In the last two decades, mass digitization has dramatically changed the landscape of scholarly research. The ability to search digital transcriptions of sources for specific keywords saves valuable time, and scholars are no longer confined to archives and libraries if they wish to comb through a text.
However, with the spread of digital transcriptions come new concerns surrounding the labor required to enable such accessibility. A new article in The Sixteenth Century Journal suggests methods for researchers to obtain transcriptions of digitized early modern sources while also avoiding unethical labor practices.

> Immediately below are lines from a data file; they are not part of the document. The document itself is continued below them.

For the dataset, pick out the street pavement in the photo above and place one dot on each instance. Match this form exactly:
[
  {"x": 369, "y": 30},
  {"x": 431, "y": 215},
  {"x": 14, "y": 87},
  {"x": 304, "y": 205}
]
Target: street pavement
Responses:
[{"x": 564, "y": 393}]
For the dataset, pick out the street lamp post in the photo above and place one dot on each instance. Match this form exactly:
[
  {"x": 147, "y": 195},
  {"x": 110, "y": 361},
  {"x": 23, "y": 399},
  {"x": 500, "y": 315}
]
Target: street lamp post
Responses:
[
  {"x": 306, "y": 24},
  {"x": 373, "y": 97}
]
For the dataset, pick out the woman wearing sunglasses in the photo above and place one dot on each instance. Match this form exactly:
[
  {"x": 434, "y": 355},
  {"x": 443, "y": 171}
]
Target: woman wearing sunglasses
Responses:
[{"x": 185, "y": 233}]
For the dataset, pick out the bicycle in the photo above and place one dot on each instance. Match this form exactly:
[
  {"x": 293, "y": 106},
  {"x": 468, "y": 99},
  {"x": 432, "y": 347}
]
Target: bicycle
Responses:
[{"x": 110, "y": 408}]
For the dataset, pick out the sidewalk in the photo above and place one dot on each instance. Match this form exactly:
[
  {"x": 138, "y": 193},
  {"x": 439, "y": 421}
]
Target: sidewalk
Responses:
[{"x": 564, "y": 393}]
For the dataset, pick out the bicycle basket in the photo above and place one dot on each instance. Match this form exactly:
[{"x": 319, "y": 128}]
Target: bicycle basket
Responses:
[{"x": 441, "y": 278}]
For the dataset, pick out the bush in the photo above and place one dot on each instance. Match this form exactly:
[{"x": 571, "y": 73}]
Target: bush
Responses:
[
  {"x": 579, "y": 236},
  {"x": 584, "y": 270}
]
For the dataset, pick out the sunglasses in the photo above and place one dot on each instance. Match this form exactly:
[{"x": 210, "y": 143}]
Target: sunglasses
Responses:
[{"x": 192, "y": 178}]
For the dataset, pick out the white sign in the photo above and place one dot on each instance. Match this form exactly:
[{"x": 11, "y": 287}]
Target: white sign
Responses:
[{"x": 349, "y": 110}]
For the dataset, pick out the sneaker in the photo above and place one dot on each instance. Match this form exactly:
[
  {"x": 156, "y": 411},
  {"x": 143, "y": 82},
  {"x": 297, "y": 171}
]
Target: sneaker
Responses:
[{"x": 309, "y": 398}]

“Unlocking the Digitized Archive of Early Modern Print: The Automatic Transcription of Early Modern Printed Books,” by authors Serena Strecker and Kimberly Lifton, begins with a brief history of the two kinds of software used to produce transcriptions. Optical Character Recognition (OCR) software has proven itself well-suited to transcribing late 19th-century and 20th-century works, but the irregularities common in early modern print render OCR inadequate for reliable transcription of these sources.
Instead, early modern scholars have turned to Handwritten Text Recognition (HTR) technology. Transkribus, the leading HTR software, allows users to either consult publicly available transcription software models or to train their own models. In their comparison of various HTR models tested on a selection of pages from four 16th-century exempla collections, Strecker and Lifton highlight Transkribus’s ability to facilitate the creation of purpose-built transcription models tailored to the specifications of a scholar’s desired source in five basic steps.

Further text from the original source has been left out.